Sometimes, trouble comes and finds you but other times, you go out looking for it. A family couple came to visit me for a few days and we arranged to have a Sunday lunch with friends at a famous restaurant in a picturesque village.
Having visited this particular restaurant only a couple of times in the past I was not totally certain of where about in the village it was. The restaurant, started life some 100 years ago as an expensive and beautifully designed family home, and there were a couple of other similarly appointed houses on that same street in the village. There was no sign outside the restaurant to give us a clue so, we either asked a local person or relied on my memory to identify the right building. We chose to rely on my memory.
I drove down the right street and finally decided the colonial-style building with ornate balconies and custard coloured wall wash was the restaurant. I asked my visitors to go inside while I looked for a shady parking spot to leave my car.

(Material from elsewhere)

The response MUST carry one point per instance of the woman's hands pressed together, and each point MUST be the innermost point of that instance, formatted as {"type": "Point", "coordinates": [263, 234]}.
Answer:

The husband must have been particularly hungry that day so he led the way up the garden path and inside the restaurant, followed less enthusiastically by his wife. When I entered the restaurant through the open double front door, I could see the foyer was redecorated since the last time I had a meal there. The only person in the foyer was the wife who was inspecting some pictures on a sideboard. I looked over her shoulder and thought I recognised some of the old pictures of weddings and army types in their full uniforms, babies and children; similar to ones I had seen previously on display throughout the house-converted-to-a-restaurant.
Two elements were missing in the setting: where is my other visitor? Where is the restaurant staff? Faintly, I could hear a female chatter coming from somewhere, which reassured me that someone would soon come and show us to our reserved table.
Someone did come through the door leading to a corridor that connected the room we were in to other parts of the house, but it was not an employee; it was my male visitor with a concerned look on his face.
He (very quietly): Are you sure this is the restaurant?
Me: Why do you ask?
He (still quietly): There are some women in the kitchen cooking and talking amongst themselves
Me (now concerned): Maybe they work here
Him: In their pyjamas and nighties? One of them is in her sixties wearing just a nightie with her enormous boobs hanging out and she is descaling a fish!
Me: I think we entered somebody’s house by mistake!
Her (still holding a picture in her hand): You idiots!
Him: Whose house?
Me: How do I know, let us get out quick!
Her: Did the women see you?
Him: I don’t think so.
Me: Okay, let us walk out before they do!
The three of us somehow acquired a new art form of walking backwards and on tiptoes, a dance move that would have impressed Michael Jackson himself. When we finally left the front door we turned around and ran like three kids who were caught steeling apples by a violent neighbour with a vicious Alsatian dog.